My pictorial work is embellished with layers of influence from my childhood. I grew up in a family with a vast cultural backdrop, from Europe to the Caribbean and Africa, which continues to influence my practice. The cultural hybridity and constant movement present in my early life growing up in a northern suburb of Paris transform my ability to create new narratives, new worldly images and ideas. The technical aspects in much of my collage work are reflective of modern and urban hybridity.
Collage, digital techniques, spray, painting… You use many techniques and you’re not afraid of any of them. Also, the support and installation seem to be very vital for you. Could you explain to us your working techniques? What materials do you use to carry out your works?
I think today, painting offers a wide range of techniques, from more classical (painting, watercolour, ink, airbrush, etc.) to others like printing (silkscreen and digital prints). I try to mix them in order to create my own technical process that overlaps painting, photography, and textile forms. My collagist practice is a way for me to include photography in the painting process through silkscreen printing. Computer tools and programmes are also part of my practice as a painter. Layers and layers, step by step, my works assert themselves through a multitude of possibilities and open opportunities.
The choice to work on pictorial pieces outside the classical form of stretched painting stands out in my work. It allows me to be evocative, a viewer of other imaginaries, other traditions, and play with another theatricality. I transcend the Western vision of a classical painting to work on banners, flags and tapestries playing with iconographies and evoking folk traditions. I think my obsession is to create paintings that can be in movement, living, and are activated outside the white cube into the streets.
We live in the era of fast art. Do you think that respect for the image has now been lost?
I agree, the flux of images is now constant, even in the art world. Some collectors are following trends for a few years and then they move on to the next. It’s fast art, fast everything. In my opinion, I still believe in the power of art to feed people with imagination, sensibility and a resurgence of senses. Perhaps I am a little bit romantic, but that’s my honest opinion. As an artist, the art practice is also a long-term statement. For me, a good piece has another temporality. Art permits contemplation, open questions, open point of views.

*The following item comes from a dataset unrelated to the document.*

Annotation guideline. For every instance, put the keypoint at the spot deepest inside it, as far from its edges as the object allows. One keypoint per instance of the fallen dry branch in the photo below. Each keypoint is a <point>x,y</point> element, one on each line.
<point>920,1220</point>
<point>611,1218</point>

Sometimes, when I have conversations with collectors, I am happy to see that some of them have a very personal story with my pieces, and after years go by, can continue to think of new interpretations. I think art has that kind of power. But to answer your question more precisely, I’m not necessarily sure to be respectful with all the pictures I use, but I choose them because of their content, their symbolic meaning. The choice of silkscreen printing is also important. I use that technicality of printing because it acts as a trace, with a screen squeegee, like an apparition from the past in the present.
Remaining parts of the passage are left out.